Ci sono molte cose che non posso capire rispetto a un mondo che ho vissuto da vicino, ma mai pienamente da dentro, ma certo non posso pensare che quanto accaduto ieri sia stato fatto a cuor leggero. I vessilli ritirati, il coro contro la società e dunque contro Saverio Sticchi Damiani che ha risollevato i destini del calcio leccese, il coro contro un allenatore, Fabio Liverani, che ha riportato il Lecce in serie B, primo tra una dozzina di suoi colleghi che si sono avvicendati in sei maledetti anni, sono il manifesto di una decisione, quella di far entrare l’indesiderato Chiricò, vissuta come un tradimento, come la rottura di un patto non scritto.

Le responsabilità, in questa vicenda, partono da lontano e non risparmiano nessuno. Se non si accetta questa premessa, sarà impossibile uscirne bene, e per bene si intende l’interesse dei colori sociali. Prendere Chiricò nel pieno dello scorso inverno, volutamente a fari spenti, è stata un’operazione, evidentemente sottovalutata nelle sue conseguenze, ad alto rischio di “impatto ambientale”: troppo noti i precedenti di incompatibilità per sperare in un oblio, in una indulgenza, tanto è vero che l’avversione nei confronti del calciatore brindisino alligna anche in settori diversi dalla Curva Nord. Così come è vero che nella stessa curva, pur condividendo la sostanza della protesta, molti ieri si sono sentiti disorientati, confusi.

Le avvisaglie della crisi c'erano tutte: il clima è stato rovente sin dal primo allenamento nel Salento, in piena estate, e già allora è parso chiaro che l’unica via d’uscita per non “rompere il giocattolo” sarebbe stata quella di una cessione che comunque avrebbe portato qualcosa in cassa a fronte di un tesseramento a parametro zero. Di interessamenti per Chiricò ce ne sono stati, di trattative solo quella con la Ternana che, se ripescata in B all’esito dell’udienza del Collegio di garanzia dello Sport, potrebbe dopo il 7 settembre finalmente accogliere a braccia aperte il calciatore.
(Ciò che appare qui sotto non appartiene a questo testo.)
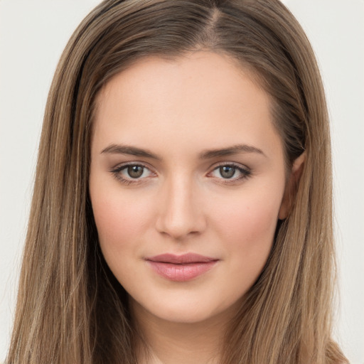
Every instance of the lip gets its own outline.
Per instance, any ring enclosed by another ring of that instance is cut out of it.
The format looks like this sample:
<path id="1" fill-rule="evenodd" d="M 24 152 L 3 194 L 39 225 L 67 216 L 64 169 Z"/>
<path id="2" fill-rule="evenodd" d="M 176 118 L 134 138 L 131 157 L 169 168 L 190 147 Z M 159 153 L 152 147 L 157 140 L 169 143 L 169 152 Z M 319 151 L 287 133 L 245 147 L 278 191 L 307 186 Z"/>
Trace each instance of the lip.
<path id="1" fill-rule="evenodd" d="M 175 282 L 193 279 L 211 269 L 219 261 L 196 253 L 161 254 L 147 257 L 145 260 L 158 274 Z"/>

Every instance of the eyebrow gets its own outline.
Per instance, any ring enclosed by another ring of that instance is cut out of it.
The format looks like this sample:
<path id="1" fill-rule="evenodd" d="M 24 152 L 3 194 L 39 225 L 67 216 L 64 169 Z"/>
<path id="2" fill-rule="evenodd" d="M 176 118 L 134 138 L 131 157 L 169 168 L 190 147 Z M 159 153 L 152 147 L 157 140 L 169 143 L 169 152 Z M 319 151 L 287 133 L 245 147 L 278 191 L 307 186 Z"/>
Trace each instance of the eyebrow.
<path id="1" fill-rule="evenodd" d="M 262 156 L 267 156 L 262 149 L 256 148 L 252 145 L 247 144 L 236 144 L 228 148 L 210 149 L 203 151 L 200 154 L 200 159 L 210 159 L 219 156 L 231 156 L 239 153 L 257 153 Z"/>
<path id="2" fill-rule="evenodd" d="M 161 161 L 162 158 L 146 149 L 141 149 L 135 146 L 122 144 L 111 144 L 102 149 L 101 154 L 129 154 L 131 156 L 143 156 Z"/>
<path id="3" fill-rule="evenodd" d="M 217 158 L 220 156 L 231 156 L 233 154 L 237 154 L 239 153 L 257 153 L 262 154 L 264 156 L 262 149 L 256 148 L 255 146 L 247 145 L 247 144 L 237 144 L 228 148 L 216 149 L 208 149 L 202 151 L 200 155 L 200 159 L 210 159 L 212 158 Z M 141 149 L 141 148 L 136 148 L 129 145 L 123 144 L 111 144 L 102 149 L 101 154 L 129 154 L 131 156 L 142 156 L 144 158 L 150 158 L 151 159 L 156 159 L 157 161 L 161 161 L 162 158 L 157 154 L 152 153 L 147 149 Z"/>

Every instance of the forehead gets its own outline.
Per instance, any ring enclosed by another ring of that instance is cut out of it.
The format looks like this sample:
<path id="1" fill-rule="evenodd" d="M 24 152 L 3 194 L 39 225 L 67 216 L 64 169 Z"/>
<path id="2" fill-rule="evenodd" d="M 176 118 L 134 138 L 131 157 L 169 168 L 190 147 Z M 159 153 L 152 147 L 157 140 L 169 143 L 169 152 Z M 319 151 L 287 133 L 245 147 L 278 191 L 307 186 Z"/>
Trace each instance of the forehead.
<path id="1" fill-rule="evenodd" d="M 117 130 L 125 143 L 178 136 L 201 147 L 246 139 L 269 149 L 267 141 L 277 137 L 270 97 L 251 72 L 208 51 L 139 60 L 107 82 L 97 106 L 94 134 L 115 142 Z"/>

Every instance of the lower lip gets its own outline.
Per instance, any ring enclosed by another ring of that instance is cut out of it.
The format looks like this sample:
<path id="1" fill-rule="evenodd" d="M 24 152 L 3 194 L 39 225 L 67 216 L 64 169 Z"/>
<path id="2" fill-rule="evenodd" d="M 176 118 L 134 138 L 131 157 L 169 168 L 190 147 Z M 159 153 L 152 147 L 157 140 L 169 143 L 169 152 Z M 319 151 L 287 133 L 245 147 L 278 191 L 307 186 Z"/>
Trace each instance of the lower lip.
<path id="1" fill-rule="evenodd" d="M 161 277 L 170 281 L 186 282 L 196 278 L 209 271 L 218 262 L 217 260 L 211 262 L 201 262 L 176 264 L 161 262 L 147 261 L 151 268 Z"/>

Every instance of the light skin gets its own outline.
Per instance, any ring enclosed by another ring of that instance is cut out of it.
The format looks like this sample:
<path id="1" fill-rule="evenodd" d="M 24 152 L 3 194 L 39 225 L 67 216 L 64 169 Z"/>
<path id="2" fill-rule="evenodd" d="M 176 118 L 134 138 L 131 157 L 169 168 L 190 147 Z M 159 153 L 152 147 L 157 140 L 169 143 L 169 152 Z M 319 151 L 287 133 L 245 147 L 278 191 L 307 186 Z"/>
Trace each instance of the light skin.
<path id="1" fill-rule="evenodd" d="M 218 363 L 289 210 L 269 107 L 247 70 L 208 51 L 141 60 L 100 94 L 90 193 L 102 253 L 149 346 L 140 363 Z M 190 252 L 215 263 L 183 282 L 148 261 Z"/>

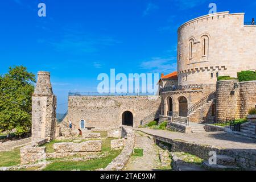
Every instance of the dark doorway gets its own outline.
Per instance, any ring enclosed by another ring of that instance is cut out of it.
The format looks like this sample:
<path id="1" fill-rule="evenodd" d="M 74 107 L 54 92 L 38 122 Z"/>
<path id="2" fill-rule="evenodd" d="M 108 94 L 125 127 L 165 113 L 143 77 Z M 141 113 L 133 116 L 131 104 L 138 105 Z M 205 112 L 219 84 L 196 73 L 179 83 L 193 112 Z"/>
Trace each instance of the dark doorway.
<path id="1" fill-rule="evenodd" d="M 179 115 L 184 117 L 188 116 L 188 100 L 184 96 L 179 98 Z"/>
<path id="2" fill-rule="evenodd" d="M 169 111 L 172 111 L 172 99 L 171 97 L 169 98 Z"/>
<path id="3" fill-rule="evenodd" d="M 122 115 L 122 125 L 133 126 L 133 115 L 130 111 L 125 111 Z"/>

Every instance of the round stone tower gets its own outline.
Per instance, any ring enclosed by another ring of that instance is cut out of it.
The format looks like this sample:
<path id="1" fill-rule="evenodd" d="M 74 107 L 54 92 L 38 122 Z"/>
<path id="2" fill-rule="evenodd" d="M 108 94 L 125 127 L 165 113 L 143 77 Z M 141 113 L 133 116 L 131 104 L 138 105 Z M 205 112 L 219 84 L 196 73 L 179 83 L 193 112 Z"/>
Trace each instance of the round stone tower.
<path id="1" fill-rule="evenodd" d="M 217 77 L 237 77 L 256 68 L 256 26 L 244 14 L 222 12 L 201 16 L 178 30 L 179 85 L 216 84 Z"/>

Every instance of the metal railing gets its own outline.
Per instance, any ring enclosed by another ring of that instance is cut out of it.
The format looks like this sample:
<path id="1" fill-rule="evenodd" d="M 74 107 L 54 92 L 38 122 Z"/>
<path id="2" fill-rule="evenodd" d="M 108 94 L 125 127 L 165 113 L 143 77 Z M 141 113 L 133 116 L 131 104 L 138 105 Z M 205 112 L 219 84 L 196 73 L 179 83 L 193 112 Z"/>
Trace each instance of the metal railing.
<path id="1" fill-rule="evenodd" d="M 160 89 L 160 92 L 182 91 L 186 90 L 203 90 L 204 84 L 192 84 L 179 85 L 177 86 L 166 86 Z"/>
<path id="2" fill-rule="evenodd" d="M 68 115 L 68 111 L 67 111 L 64 115 L 63 115 L 63 116 L 61 118 L 60 118 L 60 119 L 58 119 L 58 122 L 59 123 L 61 123 L 61 122 L 63 121 L 64 119 L 65 119 L 65 118 L 66 117 L 67 115 Z"/>
<path id="3" fill-rule="evenodd" d="M 245 22 L 245 25 L 255 25 L 255 23 L 253 23 L 253 22 Z"/>
<path id="4" fill-rule="evenodd" d="M 226 118 L 226 119 L 214 119 L 213 121 L 205 121 L 204 123 L 205 124 L 212 124 L 212 125 L 221 124 L 226 126 L 228 125 L 229 125 L 230 121 L 233 120 Z"/>
<path id="5" fill-rule="evenodd" d="M 202 98 L 201 100 L 200 100 L 199 102 L 194 104 L 193 106 L 190 107 L 188 109 L 188 115 L 189 115 L 190 114 L 191 114 L 193 111 L 195 111 L 196 109 L 199 108 L 199 107 L 201 107 L 204 104 L 207 103 L 207 102 L 209 101 L 210 100 L 213 99 L 216 94 L 216 90 L 212 92 L 209 95 L 205 96 L 203 98 Z"/>
<path id="6" fill-rule="evenodd" d="M 98 92 L 69 92 L 69 96 L 154 96 L 154 93 L 111 93 Z"/>
<path id="7" fill-rule="evenodd" d="M 188 118 L 185 117 L 172 117 L 172 122 L 176 122 L 180 124 L 185 125 L 187 126 L 189 126 L 189 119 Z"/>
<path id="8" fill-rule="evenodd" d="M 230 129 L 234 131 L 241 131 L 241 122 L 236 122 L 236 119 L 233 119 L 233 120 L 230 121 L 229 123 Z"/>
<path id="9" fill-rule="evenodd" d="M 169 111 L 168 116 L 177 117 L 177 111 Z"/>

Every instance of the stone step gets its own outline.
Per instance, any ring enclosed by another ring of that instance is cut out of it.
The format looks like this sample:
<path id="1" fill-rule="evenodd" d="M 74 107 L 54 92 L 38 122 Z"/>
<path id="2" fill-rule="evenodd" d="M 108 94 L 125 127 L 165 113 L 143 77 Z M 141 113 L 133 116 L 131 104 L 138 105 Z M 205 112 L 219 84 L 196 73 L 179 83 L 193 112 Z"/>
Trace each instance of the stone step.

Più che concentrarsi sulle responsabilità, bisogna chiedersi infatti come uscirne da questa situazione che rischia di influire negativamente sull’andamento del Lecce in campionato. Tenere il ragazzo, e il contributo tecnico che può dare alla causa, vale il prezzo di una frattura insanabile con la parte più calda della tifoseria? Cedere il calciatore significherebbe invece piegarsi a un diktat? Non ci sono risposte facili a queste domande, ma nel trovare le risposte, un concetto andrebbe ribadito: il Lecce, come ogni altro fenomeno imbevuto di una passione storica e collettiva, non ha un proprietario esclusivo. Per assurdo, non appartiene solo ai suoi azionisti, non appartiene nemmeno solo alla Curva e nessuno può esercitare un diritto di arbitrio assoluto sulle sorti del club, salvo voler palesare un atto di imperdonabile protervia.

Cosa saggia sarebbe meditare a fondo su quanto accaduto e trovare il modo di non rompere il sottile filo che conduce tutte le componenti dell’universo Lecce verso un unico, indissolubile, destino. Spetta a chi ha causato questo scenario valutare bene tutte le opzioni. Di errori ne sono stati commessi, non c'è dubbio: il primo, il vizio d'origine, è stato già detto, è quello dell’ingaggio. Un altro lo ha commesso ieri sera Liverani, perché nella plausibile ipotesi di un ripescaggio della Ternana, avrebbe potuto attendere il 7 settembre prima di scatenare, se proprio necessario, un putiferio annunciato. Anche la contestazione, condivisibile o meno, fondata oppure no, deve essere declinata in maniera diversa, in modo da avere meno effetti collaterali possibile sulla squadra che quei gloriosi colori è chiamata a difendere.

Ci si sforzi dunque di dare sostanza alla parola che tutti evocano, rispetto. Non esiste rispetto se manca il riconoscimento delle ragioni altrui e della buonafede e il rispetto, per essere sincero,  non può essere solo preteso in maniera unilaterale. Il braccio di ferro farà solo danni alla causa del Lecce, questa è l’unica certezza in questa situazione paradossale di cui non si sentiva alcun bisogno dopo sei stagioni trascorse all'inferno. Ricette non ne ho, ma so che un'atmosfera come quella del finale di gara di ieri non si dovrebbe più vivere. Mi viene solo in mente la citazione di uno dei miei film preferiti che dice: "Mai sottovalutare le conseguenze dell'amore". Il resto è una sensazione di profonda tristezza.